By applying this approach to all diffraction patterns the final 3D intensity distribution is 
obtained. This procedure can also be applied to identify diffraction patterns from "wrong" 
particles (the ones that do not belong to a set of samples under investigation). Clearly, 
correlation coefficients of diffraction patterns originating from these particles and the whole 
3D intensity distribution will be quite low, which can be used as a criteria for rejection of 
these diffraction patterns from the future analysis. 

If the structure has a known symmetry, this can be used as an additional constraint for 
orientation determination [271 El] ■ Using symmetry conditions each diffraction pattern can 
be oriented individually with respect to the selected symmetry axis. This is contrary to 
the structures without symmetry when at least two patterns are required for orientation 
determination. Applying symmetry conditions it is possible to get sufficient number of 
diffraction patterns for 3D representation of the scattered intensity in reciprocal space even 
with a limited data set or a large area of missing data due to a big beamstop.
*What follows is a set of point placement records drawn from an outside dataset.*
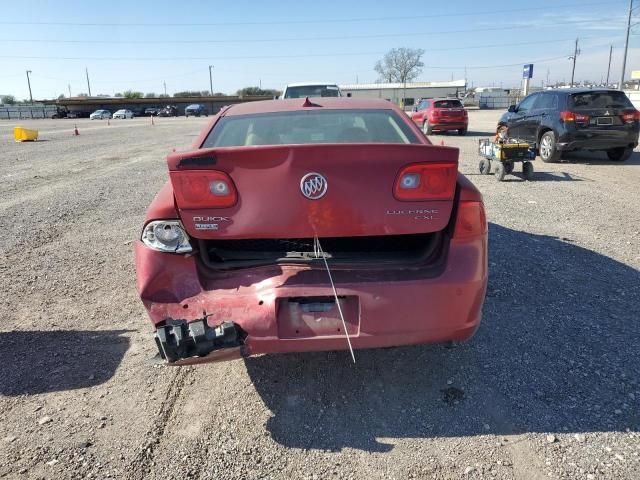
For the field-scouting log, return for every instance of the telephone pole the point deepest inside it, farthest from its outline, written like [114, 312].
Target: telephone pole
[609, 68]
[86, 71]
[626, 46]
[29, 83]
[210, 80]
[576, 52]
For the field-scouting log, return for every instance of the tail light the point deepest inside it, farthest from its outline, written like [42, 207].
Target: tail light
[203, 189]
[471, 220]
[574, 117]
[426, 181]
[630, 117]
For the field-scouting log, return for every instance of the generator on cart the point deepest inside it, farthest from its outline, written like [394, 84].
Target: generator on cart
[504, 152]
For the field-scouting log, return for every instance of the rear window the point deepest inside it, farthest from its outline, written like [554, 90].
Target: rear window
[609, 99]
[312, 91]
[447, 104]
[310, 127]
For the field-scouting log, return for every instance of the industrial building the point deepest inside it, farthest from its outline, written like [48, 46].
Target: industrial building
[411, 91]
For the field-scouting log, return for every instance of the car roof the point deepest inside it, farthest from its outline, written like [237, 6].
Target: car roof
[310, 84]
[296, 104]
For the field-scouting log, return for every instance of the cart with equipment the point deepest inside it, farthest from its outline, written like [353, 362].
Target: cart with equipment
[504, 155]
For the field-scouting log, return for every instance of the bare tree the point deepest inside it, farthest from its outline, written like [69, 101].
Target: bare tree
[400, 65]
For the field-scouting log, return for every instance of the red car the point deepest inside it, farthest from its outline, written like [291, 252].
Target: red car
[441, 114]
[298, 225]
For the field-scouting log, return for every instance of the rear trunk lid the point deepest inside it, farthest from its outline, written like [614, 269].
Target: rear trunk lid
[271, 181]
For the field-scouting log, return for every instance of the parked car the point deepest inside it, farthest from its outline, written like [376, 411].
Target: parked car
[196, 110]
[123, 114]
[557, 121]
[100, 114]
[168, 111]
[295, 229]
[311, 89]
[441, 114]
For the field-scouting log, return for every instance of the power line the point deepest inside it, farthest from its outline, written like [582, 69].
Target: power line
[288, 39]
[313, 21]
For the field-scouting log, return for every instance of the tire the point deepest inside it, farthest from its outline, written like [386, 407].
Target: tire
[527, 170]
[508, 167]
[619, 154]
[547, 148]
[485, 166]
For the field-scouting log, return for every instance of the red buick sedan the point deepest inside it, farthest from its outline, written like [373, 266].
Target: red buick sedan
[304, 225]
[441, 114]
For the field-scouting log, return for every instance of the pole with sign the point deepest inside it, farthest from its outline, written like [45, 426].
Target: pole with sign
[527, 74]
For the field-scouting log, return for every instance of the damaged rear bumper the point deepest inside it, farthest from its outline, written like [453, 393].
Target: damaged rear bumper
[290, 308]
[179, 341]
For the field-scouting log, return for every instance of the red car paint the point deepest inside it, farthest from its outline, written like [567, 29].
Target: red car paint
[441, 114]
[385, 304]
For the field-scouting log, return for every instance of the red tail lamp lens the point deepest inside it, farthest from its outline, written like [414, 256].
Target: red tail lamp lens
[203, 189]
[426, 181]
[471, 220]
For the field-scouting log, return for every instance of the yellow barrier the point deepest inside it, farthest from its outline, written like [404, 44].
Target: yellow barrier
[24, 134]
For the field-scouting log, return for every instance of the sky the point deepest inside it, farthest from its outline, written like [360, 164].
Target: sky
[141, 45]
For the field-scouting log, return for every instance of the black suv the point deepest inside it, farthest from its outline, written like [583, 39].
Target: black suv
[556, 121]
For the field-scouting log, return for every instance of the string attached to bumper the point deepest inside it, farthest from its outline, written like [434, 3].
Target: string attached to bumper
[318, 252]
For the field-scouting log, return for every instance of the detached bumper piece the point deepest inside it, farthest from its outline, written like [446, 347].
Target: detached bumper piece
[195, 341]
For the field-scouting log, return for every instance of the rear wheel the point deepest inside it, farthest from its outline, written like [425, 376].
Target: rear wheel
[619, 154]
[547, 148]
[485, 166]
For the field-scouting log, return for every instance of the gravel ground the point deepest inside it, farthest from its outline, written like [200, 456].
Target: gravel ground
[548, 388]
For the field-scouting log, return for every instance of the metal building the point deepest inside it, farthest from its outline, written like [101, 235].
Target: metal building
[411, 91]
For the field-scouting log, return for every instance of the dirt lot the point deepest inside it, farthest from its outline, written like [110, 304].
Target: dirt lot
[549, 387]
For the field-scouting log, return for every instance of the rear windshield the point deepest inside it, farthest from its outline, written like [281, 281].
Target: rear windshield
[447, 104]
[312, 91]
[610, 99]
[310, 127]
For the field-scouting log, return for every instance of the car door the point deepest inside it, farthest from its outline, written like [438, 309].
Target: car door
[517, 120]
[533, 118]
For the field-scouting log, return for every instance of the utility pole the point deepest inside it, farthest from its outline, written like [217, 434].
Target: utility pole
[210, 80]
[86, 70]
[29, 83]
[626, 46]
[576, 52]
[609, 69]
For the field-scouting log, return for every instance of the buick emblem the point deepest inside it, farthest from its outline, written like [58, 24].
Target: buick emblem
[313, 186]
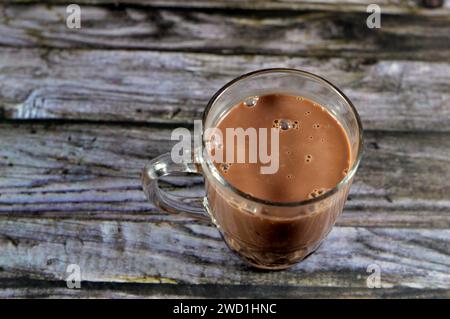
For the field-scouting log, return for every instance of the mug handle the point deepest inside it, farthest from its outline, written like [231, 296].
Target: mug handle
[163, 165]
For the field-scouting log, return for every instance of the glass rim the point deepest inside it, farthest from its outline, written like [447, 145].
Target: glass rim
[219, 178]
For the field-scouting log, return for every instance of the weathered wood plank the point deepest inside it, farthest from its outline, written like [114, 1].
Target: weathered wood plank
[26, 288]
[190, 253]
[91, 172]
[388, 6]
[175, 87]
[278, 33]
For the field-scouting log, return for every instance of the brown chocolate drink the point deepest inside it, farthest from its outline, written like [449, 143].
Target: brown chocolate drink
[314, 156]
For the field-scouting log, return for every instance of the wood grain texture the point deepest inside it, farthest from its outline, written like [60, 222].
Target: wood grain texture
[85, 172]
[28, 288]
[70, 194]
[174, 251]
[388, 6]
[317, 34]
[169, 87]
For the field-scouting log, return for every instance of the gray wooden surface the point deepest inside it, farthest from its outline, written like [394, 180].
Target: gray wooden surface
[81, 111]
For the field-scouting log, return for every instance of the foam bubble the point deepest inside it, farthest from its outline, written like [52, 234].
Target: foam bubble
[308, 158]
[251, 101]
[317, 192]
[285, 124]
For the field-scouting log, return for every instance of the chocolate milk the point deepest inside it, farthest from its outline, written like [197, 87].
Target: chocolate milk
[314, 156]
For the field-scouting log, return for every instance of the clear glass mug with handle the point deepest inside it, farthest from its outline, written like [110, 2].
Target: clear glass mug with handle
[267, 235]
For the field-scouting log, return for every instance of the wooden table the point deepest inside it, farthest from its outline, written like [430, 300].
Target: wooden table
[82, 110]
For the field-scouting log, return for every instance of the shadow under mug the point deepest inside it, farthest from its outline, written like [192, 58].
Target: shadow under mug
[268, 235]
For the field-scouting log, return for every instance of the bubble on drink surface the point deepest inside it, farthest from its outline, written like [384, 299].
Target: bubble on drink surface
[251, 101]
[308, 158]
[225, 167]
[285, 125]
[317, 192]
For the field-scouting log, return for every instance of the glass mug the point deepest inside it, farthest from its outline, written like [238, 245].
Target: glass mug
[267, 235]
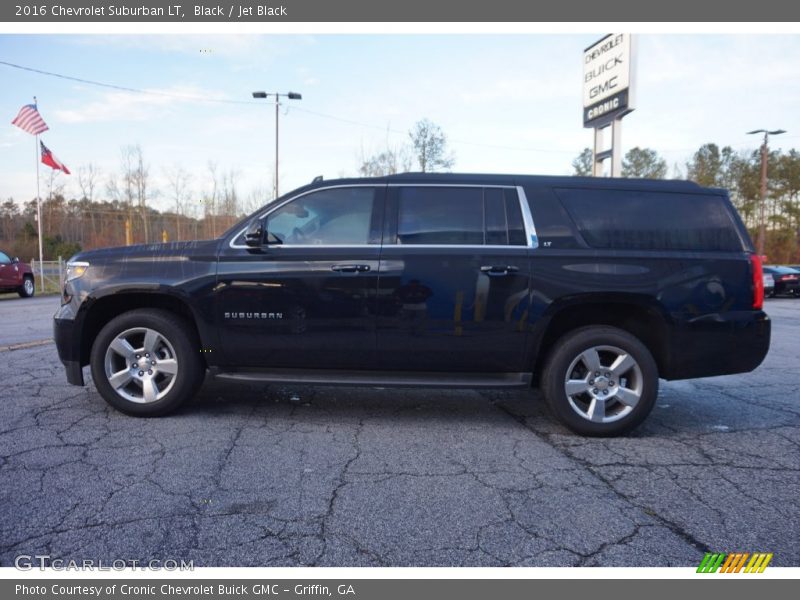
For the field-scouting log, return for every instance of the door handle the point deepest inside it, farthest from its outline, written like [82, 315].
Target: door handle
[350, 268]
[499, 270]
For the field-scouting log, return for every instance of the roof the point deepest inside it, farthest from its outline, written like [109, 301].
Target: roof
[512, 179]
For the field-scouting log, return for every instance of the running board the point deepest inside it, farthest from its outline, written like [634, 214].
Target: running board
[379, 378]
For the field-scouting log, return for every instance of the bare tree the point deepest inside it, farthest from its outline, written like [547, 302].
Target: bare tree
[430, 146]
[88, 179]
[178, 180]
[210, 200]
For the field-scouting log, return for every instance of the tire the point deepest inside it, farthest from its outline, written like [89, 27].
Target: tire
[611, 404]
[137, 338]
[27, 289]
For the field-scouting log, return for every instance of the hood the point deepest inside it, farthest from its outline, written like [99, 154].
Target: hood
[150, 252]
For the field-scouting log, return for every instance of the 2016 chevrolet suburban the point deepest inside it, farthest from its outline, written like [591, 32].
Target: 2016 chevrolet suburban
[591, 289]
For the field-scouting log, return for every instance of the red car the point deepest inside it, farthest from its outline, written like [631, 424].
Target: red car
[16, 276]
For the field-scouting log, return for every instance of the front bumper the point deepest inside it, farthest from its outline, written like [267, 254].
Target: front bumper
[68, 346]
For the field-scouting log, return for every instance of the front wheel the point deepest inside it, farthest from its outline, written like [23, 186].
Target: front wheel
[146, 362]
[600, 381]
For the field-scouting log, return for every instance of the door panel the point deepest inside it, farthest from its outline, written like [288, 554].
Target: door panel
[307, 300]
[450, 307]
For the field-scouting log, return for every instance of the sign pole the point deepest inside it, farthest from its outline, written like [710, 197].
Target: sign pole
[608, 90]
[597, 165]
[616, 147]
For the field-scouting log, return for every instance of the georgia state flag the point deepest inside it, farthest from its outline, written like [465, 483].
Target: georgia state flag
[49, 159]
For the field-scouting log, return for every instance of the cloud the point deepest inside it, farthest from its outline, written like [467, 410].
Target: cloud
[131, 106]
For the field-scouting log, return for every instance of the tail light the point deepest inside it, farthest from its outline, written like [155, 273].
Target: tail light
[758, 281]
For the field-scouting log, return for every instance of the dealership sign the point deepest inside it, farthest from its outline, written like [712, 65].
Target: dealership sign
[607, 80]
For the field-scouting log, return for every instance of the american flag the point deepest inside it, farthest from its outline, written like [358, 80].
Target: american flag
[30, 120]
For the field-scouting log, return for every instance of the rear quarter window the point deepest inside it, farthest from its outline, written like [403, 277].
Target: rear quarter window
[644, 220]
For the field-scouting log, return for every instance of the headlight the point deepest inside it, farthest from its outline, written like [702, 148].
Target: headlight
[76, 269]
This approach 
was successfully used for simulated data for a sample with icosahedral symmetry discussed 
in the next section as well as for experimentally measured diffraction patterns of a Mimi 
virus obtained in coherent diffraction imaging experiment at FLASH [35] . 

It is interesting to note that presented implementation of the common arc algorithm also 
allows to determine the unknown symmetry of the object. This can be obtained by the 
analysis of angular orientations appearing with the highest probability. Such orientations 
can be found in a 3D angular map (0, 6*, tp) of all possible orientations and reveal themselves 
as regions with high density (see for details Appendix C). For example, for structures with 
icosahedral symmetry it will correspond to 120 most likely orientations in reciprocal space 
that are related to the icosahedral symmetry transformation matrix. 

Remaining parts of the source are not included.